NEW YORK -- At 9:15 on Saturday night, Spider- Man and Green Goblin finally got down, or rather up, to business. They circled each other menacingly in dizzying swoops high above an appreciative audience at Broadway's Foxwoods Theatre.

It was a thrill not unlike riding the Cyclone roller coaster at Coney Island: An hour of anticipation for about 90 seconds of exhilaration. At least we didn't have to stand in line. The many boring sections were significantly offset by two key elements -- the visual design that includes George Tsypin's inventive, perspective-skewing sets and Donald Holder's fantastically variegated lighting, and the ferociously athletic choreography of Daniel Ezralow.

I was attending Spider-Man: Turn Off the Dark, the $65 million show that has been previewing for a month and is expecting critics to wait until Feb. 7 before weighing in. This, while asking full price for tickets (my orchestra seat cost $292.50 and it wasn't from a scalper) and having begun performances before a complete second act had even been written.

We might expect more of a show that has been in the works for almost nine years.

The draw is that the score is by U2's Bono and The Edge and the staging is by Julie Taymor, who turned a Disney cartoon, The Lion King, into one of the most successful Broadway musicals of all time. So think of this as an interim report on a show still struggling to find its way.

What the team, which includes Glen Berger, co-author with Taymor of the book, has put together so far is hardly the worst show of all time. It is, however, an unfocused hodge-podge of story-telling, myth-making, and spectacle that comes up short in every department. Can it be saved? Ask me on Feb. 8.

Perhaps the insurmountable issue is that Taymor seems less interested in the Marvel comics hero than in some yarn-spinning of her own invention. For the real subject of Turn Off the Dark is a spider-woman. Arachne is the mortal of Greek mythology who boasted of her weaving skills, only to earn the wrath of the goddess Athena, who duly turned her into an eternally web-spinning spider.

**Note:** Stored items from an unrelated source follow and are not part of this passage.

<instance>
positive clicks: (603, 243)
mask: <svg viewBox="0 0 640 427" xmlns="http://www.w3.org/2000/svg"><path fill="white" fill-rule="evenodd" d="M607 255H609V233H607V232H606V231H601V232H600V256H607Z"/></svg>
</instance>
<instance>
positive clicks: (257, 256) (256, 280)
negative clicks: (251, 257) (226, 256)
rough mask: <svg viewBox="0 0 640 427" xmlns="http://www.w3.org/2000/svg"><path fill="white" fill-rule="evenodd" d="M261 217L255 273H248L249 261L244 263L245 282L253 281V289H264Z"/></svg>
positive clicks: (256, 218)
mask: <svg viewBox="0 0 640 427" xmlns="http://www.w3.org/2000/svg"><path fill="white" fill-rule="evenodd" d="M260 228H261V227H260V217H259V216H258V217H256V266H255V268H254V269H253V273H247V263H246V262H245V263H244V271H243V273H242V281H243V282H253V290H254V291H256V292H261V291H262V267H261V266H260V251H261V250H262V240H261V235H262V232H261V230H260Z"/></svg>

Marvel may have ignored Arachne, but Taymor brings her in as a major character, weaving the costume that Peter Parker will wear after being bitten by the mutant arachnid that transforms him into a superhero. (At the performance I saw, Arachne was still being played by an understudy, T.V. Carpio, in the wake of an injury to Natalie Mendoza, one of several serious injuries suffered by cast members so far.)

Inserting Arachne isn't a bad idea, but it's executed so incoherently that we never develop much connection with Spidey or his alter-ego, Parker, despite the friendly efforts of Reeve Carney, who plays him. Carney has an appealing, rough-hewn voice and a slouchy, tousled look. He's well-matched by Jennifer Damiano's equally appealing Mary Jane Watson in an almost completely thankless role (not so different from Kirsten Dunst's lot in the Sony film franchise).

Do we demand depth of character from cartoon roles? No, but if mythmaking is Taymor's goal (she has said frequently that she sees the self-doubting but good-hearted Spider-Man as the archetype of a uniquely American kind of super-hero), the show needs to inspire more of an investment in its title character. That will only come with some significant clarification of the storyline.

A few good songs would help, in which department the show is sorely lacking. Like most rock stars, Bono and The Edge haven't a clue about writing for the theater. Many of the numbers are fragments and none offers much psychological insight into character. Tellingly, the ones that work best -- "Rise Above" and "Deeply Furious" -- belong to Arachne, who also gets the title song, a lame item indeed.

I asked the woman sitting next to me what had brought her to Spider-Man. "I saw it on 60 Minutes," she said, "and I thought, If it cost $65 million, I'd better see it. So I've been watching to see where all the money went.

"Of course," she added, "that's not usually why I go to the theater."